Ecuador Debates 21st-Century Socialism
Despite the bloody and famished legacy of Marxism, it is still proposed as an alternative
Spanish – While social demands are presented through mass demonstrations in the streets of Latin America, they are debated in academia. There are more and more voices defending the free market, and they receive applause in packed rooms in state universities, showing a change of paradigm.
The implementation of Marxist ideas resulted in more than one hundred million deaths, through famine, executions, and forced labor camps (in Cuba, gays were sent to these camps under Che Guevara’s slogan, “work will make you men”). Thus the failure of Marxism has been demonstrated, and it is not defended based on evidence, but based on dialectics.

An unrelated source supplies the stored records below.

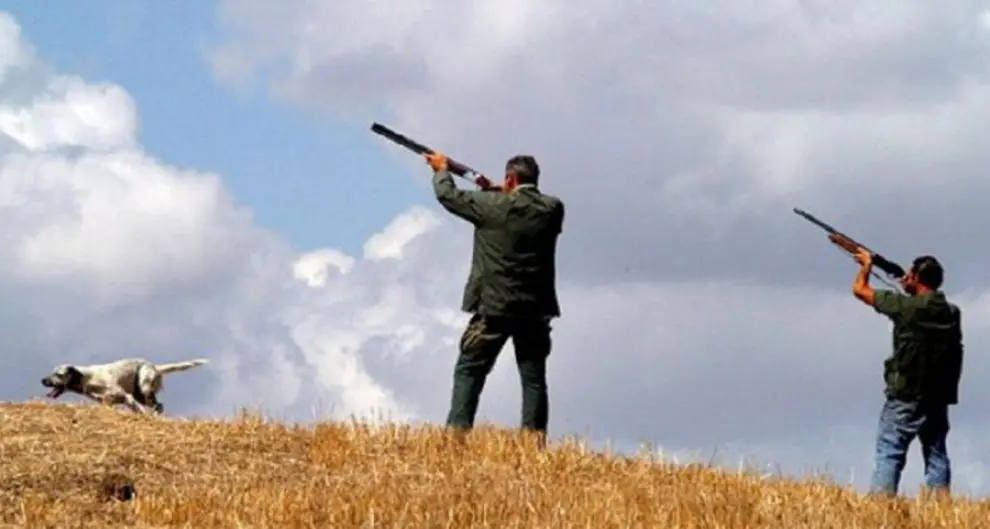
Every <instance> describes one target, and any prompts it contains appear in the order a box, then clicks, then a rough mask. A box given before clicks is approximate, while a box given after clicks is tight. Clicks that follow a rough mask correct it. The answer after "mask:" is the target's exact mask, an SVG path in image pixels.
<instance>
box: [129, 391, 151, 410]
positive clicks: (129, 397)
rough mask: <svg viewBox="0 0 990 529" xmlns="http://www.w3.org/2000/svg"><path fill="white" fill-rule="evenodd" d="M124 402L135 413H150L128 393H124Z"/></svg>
mask: <svg viewBox="0 0 990 529" xmlns="http://www.w3.org/2000/svg"><path fill="white" fill-rule="evenodd" d="M124 403H125V404H127V407H129V408H130V409H132V410H134V411H135V412H136V413H141V414H144V415H149V414H150V413H151V412H150V411H149V410H148V408H147V407H146V406H145V405H143V404H141V403H140V402H138V401H137V399H135V398H134V396H133V395H131V394H130V393H124Z"/></svg>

This was made visible at the Central University of Ecuador, where the Marxist economist John Cajas Guijarro debated with the economist and university professor trained at the Austrian School, Luis Espinosa Goded. The event was organized by Contigo FCE, a student organization that promotes the exchange of ideas, which also mediated the debate and facilitated audience questions for the speakers.

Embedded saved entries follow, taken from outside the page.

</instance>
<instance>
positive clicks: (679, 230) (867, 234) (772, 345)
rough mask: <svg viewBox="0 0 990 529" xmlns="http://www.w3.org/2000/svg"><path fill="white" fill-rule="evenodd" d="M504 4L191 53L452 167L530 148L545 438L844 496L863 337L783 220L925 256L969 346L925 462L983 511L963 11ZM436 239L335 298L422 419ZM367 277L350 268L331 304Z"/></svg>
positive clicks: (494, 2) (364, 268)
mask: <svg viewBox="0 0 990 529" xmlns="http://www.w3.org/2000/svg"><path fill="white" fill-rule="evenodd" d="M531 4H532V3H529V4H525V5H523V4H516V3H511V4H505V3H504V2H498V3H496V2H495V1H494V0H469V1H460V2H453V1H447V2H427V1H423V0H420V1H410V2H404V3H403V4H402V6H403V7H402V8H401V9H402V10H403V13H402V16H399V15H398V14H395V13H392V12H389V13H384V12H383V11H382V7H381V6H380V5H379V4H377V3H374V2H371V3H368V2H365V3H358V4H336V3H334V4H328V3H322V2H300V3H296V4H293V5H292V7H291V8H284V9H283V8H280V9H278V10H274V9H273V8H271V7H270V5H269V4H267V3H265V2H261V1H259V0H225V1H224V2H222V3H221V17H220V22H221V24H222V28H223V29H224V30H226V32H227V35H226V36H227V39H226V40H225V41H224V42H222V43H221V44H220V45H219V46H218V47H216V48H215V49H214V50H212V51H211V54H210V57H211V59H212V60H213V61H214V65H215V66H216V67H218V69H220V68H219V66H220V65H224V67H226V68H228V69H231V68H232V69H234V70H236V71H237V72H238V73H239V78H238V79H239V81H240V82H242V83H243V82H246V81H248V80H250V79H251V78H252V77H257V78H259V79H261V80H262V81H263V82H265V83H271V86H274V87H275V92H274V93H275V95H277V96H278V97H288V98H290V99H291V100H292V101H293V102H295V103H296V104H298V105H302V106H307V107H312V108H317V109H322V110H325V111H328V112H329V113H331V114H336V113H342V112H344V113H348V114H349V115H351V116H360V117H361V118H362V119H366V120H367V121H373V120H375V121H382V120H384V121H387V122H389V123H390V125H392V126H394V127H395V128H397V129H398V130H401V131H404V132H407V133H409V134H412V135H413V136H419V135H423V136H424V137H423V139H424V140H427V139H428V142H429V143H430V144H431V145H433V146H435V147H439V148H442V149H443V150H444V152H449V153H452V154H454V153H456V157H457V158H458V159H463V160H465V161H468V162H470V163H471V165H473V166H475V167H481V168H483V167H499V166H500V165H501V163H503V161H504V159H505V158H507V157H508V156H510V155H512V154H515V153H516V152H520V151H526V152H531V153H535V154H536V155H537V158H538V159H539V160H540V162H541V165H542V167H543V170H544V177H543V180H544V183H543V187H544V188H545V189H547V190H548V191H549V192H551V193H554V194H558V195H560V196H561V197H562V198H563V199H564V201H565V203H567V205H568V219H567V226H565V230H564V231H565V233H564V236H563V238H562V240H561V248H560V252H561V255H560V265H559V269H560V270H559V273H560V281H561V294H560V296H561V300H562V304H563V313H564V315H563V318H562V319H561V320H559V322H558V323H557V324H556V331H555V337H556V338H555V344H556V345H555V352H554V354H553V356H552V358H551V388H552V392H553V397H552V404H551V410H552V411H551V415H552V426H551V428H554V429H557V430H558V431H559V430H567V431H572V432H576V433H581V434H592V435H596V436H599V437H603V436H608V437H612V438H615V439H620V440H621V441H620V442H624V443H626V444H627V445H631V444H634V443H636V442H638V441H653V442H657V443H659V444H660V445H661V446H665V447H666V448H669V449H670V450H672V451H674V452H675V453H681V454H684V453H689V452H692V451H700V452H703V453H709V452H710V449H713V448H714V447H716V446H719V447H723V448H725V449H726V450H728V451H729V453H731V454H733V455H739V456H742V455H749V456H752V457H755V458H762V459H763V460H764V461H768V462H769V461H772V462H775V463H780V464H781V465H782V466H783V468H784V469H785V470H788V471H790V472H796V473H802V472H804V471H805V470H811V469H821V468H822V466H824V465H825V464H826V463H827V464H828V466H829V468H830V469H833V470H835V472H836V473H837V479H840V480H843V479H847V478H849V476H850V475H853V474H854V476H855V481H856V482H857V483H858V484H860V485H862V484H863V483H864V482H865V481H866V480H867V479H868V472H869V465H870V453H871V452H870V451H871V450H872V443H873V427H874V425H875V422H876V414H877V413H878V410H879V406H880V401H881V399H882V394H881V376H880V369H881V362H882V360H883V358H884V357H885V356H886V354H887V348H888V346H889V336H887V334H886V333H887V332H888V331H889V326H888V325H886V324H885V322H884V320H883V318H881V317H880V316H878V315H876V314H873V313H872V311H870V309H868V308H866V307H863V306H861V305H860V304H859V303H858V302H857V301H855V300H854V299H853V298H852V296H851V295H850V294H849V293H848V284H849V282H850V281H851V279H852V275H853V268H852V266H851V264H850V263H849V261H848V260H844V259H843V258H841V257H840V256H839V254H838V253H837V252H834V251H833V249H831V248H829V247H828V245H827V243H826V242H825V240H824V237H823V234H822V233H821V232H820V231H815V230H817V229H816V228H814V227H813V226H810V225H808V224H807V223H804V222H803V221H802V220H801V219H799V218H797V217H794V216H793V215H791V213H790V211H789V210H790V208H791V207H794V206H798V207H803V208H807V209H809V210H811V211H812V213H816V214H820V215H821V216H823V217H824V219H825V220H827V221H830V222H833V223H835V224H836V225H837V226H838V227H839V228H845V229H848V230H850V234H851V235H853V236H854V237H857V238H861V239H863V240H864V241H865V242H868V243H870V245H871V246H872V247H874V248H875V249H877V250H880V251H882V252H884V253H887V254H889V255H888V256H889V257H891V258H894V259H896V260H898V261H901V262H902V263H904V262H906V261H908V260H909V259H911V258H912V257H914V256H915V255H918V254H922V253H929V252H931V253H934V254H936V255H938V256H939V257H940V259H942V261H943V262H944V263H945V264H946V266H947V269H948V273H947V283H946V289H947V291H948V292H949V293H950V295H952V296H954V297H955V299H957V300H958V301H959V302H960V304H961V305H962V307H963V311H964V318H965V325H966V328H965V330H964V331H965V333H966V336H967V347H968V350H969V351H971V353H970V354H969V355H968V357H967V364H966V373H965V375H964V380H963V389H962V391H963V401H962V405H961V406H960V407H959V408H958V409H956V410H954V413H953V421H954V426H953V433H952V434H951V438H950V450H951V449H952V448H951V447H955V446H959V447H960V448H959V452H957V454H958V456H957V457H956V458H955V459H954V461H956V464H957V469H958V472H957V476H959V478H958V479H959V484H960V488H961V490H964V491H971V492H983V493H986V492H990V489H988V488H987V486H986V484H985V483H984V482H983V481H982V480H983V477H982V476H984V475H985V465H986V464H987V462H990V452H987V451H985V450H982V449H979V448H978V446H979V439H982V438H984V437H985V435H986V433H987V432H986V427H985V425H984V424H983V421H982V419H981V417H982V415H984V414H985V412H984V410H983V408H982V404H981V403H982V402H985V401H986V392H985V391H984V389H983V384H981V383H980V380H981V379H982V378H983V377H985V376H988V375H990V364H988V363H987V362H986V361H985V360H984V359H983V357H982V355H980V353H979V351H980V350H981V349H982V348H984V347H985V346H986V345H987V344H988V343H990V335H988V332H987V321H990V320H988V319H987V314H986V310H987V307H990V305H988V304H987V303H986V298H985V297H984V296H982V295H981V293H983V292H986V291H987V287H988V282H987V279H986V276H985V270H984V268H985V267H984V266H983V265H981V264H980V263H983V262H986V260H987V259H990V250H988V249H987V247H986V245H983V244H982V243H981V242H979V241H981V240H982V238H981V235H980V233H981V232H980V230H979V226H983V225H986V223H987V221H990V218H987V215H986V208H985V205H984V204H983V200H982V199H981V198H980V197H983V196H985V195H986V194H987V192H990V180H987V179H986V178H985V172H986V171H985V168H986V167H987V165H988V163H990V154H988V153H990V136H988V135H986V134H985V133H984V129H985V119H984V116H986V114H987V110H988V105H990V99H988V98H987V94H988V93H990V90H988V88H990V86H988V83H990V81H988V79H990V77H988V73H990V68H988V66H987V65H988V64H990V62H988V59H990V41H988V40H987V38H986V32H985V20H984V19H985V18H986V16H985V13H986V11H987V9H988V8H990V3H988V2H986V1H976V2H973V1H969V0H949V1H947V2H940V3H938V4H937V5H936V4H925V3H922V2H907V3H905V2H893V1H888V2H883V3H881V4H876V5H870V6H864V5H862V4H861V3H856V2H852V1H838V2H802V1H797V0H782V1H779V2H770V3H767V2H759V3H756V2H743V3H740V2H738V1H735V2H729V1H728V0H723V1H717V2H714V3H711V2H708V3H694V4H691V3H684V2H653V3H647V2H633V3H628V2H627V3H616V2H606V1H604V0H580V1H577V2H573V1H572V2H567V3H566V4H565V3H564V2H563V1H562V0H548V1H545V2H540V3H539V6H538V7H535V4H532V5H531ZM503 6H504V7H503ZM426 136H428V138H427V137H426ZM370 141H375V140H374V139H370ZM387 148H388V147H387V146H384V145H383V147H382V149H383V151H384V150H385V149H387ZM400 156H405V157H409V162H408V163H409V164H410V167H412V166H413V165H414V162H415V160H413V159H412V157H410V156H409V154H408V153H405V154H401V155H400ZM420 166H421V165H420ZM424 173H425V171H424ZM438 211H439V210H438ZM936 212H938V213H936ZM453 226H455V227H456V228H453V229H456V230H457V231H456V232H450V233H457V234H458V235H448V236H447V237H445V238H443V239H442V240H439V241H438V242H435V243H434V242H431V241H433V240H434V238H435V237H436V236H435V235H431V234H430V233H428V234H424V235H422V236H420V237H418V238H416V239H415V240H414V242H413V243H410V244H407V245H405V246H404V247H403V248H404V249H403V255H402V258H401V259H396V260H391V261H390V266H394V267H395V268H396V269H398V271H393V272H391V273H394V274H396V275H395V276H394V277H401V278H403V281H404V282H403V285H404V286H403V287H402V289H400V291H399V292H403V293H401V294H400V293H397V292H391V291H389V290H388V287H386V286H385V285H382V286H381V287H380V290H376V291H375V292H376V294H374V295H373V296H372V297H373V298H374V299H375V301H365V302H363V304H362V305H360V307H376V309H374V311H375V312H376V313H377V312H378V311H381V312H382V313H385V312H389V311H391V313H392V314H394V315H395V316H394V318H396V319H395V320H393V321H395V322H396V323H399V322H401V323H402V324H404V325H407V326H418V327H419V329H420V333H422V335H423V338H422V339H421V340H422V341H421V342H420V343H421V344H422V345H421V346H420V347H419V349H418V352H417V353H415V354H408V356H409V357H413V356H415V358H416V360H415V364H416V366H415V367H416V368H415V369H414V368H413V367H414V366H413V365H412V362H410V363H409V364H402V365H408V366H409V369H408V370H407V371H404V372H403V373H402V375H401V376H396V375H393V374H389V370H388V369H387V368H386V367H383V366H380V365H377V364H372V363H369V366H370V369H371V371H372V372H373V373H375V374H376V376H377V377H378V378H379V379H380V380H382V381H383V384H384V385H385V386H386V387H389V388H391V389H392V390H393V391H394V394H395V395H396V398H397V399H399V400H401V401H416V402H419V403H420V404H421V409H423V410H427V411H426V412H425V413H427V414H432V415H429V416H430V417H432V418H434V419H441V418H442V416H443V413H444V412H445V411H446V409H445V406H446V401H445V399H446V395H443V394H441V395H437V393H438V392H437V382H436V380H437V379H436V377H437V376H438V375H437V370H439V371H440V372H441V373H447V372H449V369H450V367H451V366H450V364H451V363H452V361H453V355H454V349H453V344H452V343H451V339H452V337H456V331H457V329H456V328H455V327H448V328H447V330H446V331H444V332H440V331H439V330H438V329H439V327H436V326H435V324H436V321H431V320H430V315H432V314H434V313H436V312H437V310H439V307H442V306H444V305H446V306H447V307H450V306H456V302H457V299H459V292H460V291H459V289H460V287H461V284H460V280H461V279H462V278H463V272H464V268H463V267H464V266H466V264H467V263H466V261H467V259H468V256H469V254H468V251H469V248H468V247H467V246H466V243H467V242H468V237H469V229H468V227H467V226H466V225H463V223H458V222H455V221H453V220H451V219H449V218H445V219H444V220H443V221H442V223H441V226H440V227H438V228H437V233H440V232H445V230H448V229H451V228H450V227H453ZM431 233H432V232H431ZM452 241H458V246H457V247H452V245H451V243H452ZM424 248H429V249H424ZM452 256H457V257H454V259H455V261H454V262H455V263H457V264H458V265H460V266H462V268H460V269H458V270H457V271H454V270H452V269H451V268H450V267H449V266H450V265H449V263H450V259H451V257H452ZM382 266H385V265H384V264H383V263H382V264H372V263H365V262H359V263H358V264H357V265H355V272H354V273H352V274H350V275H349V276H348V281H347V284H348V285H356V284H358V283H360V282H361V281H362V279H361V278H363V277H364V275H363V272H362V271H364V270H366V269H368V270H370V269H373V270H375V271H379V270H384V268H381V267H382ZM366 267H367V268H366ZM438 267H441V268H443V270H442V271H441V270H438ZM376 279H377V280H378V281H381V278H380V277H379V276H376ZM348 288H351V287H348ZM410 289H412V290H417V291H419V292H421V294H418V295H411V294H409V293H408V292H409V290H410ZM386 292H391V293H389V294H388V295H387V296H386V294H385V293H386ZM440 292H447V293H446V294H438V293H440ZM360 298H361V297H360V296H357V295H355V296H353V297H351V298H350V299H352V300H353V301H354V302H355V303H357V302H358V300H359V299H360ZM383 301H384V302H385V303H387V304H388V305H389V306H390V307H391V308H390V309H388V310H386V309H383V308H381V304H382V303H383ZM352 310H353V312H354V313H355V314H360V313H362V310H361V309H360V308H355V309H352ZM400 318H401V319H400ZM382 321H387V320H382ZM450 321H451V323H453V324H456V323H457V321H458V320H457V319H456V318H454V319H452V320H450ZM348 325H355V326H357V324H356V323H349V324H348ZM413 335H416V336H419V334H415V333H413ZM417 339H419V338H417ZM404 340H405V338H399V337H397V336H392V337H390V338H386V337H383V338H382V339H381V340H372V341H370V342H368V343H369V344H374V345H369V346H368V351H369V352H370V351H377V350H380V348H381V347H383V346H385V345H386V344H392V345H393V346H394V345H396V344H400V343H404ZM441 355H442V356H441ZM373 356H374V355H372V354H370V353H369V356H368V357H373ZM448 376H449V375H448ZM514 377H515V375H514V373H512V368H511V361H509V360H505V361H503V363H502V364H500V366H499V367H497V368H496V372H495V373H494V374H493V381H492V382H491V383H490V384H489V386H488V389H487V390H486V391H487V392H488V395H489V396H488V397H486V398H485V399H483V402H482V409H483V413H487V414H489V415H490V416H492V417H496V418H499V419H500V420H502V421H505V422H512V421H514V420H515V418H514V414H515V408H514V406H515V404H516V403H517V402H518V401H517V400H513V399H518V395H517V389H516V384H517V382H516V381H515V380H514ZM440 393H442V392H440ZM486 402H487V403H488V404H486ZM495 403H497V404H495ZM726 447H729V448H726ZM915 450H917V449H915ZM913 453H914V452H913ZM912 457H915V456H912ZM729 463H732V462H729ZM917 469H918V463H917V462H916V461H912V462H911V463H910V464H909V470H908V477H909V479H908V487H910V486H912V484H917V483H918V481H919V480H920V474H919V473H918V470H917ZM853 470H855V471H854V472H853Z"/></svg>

During the debate, the Marxist economist argued that barter is not capitalism even though the audience shouted at him that it was. He focuses his ideas on “capital,” which he considers being synonymous with physical money, overlooking digital alternatives such as crypto-money, which operate in a decentralized manner, among others.
Those who promote the ideas of freedom face persecution; therefore, defending them is an act of rebellion
It is worth noting that the influence of macroeconomics professor Pablo Zambrano Ponton has driven acceptance of free-market ideas at the state university. Zambrano has been and still is, persecuted in academia for his views.
Among other factors, pro-free markets professors resort to dynamic pedagogy to spread their ideas, such as the use of social media to reach out to young students. The same rebellious spirit that characterizes young people and has pushed many people to the streets demanding “social rights” from the state, today, leads others to defend free-market ideals in a time when these values are under attack as thy imply greater individual autonomy and less state intervention. Meanwhile, the other party proposes the opposite: The opposite of what the counterpart suggests: greater state dependence and the restriction of individual freedom.
PanAm Post contacted one of the participants in the debate, economist Luis Espinosa Goded, who is surprised that people are still discussing Marxism as a serious alternative, given its bloody and starving legacy.
Why is it important to debate in academic spaces?
I think the most important thing is that this debate happened not only because there is a group of Marxists defending their ideology but because Marxism seems to be a serious alternative in the collective imagination. In fact, 21st-century socialism has been the plague of Latin America. The 21st century started with the idea that it was possible to renew Marxism.
I think it is essential that the suffering generated by 21st-century socialism has served its purpose and that, at the very least, it succeeds in discrediting the word socialism sufficiently.
What is the most difficult thing to discuss with a Marxist?
The hardest thing to discuss with a Marxist is that they live in three worlds. The first is the world of ideas. Their lack of definition of the theory of capital is completely removed from reality. Secondly, they have a profoundly negative view of the world in which we live and are unable to see all the positive things that have been achieved. And thirdly, both for the debater and Marxists in general, it is impossible for them to specify what Marxism is, what communism is. Because they do not hold themselves responsible for all the crimes in the history of Marxism, which amount to hundreds of millions.
In conclusion, the problem with debating Marxists is that deep down Marxism has run out of arguments beyond permanent criticism and slogans.
What message would you give to those who want to spread the ideas of freedom?
I recommend to the defenders of the ideas of freedom that they should prepare themselves to express their views in a friendly way because those who defend freedom of expression must be prepared to be criticized and not be intolerant of the plurality of opinions that is possible in free societies, not so in Marxist societies.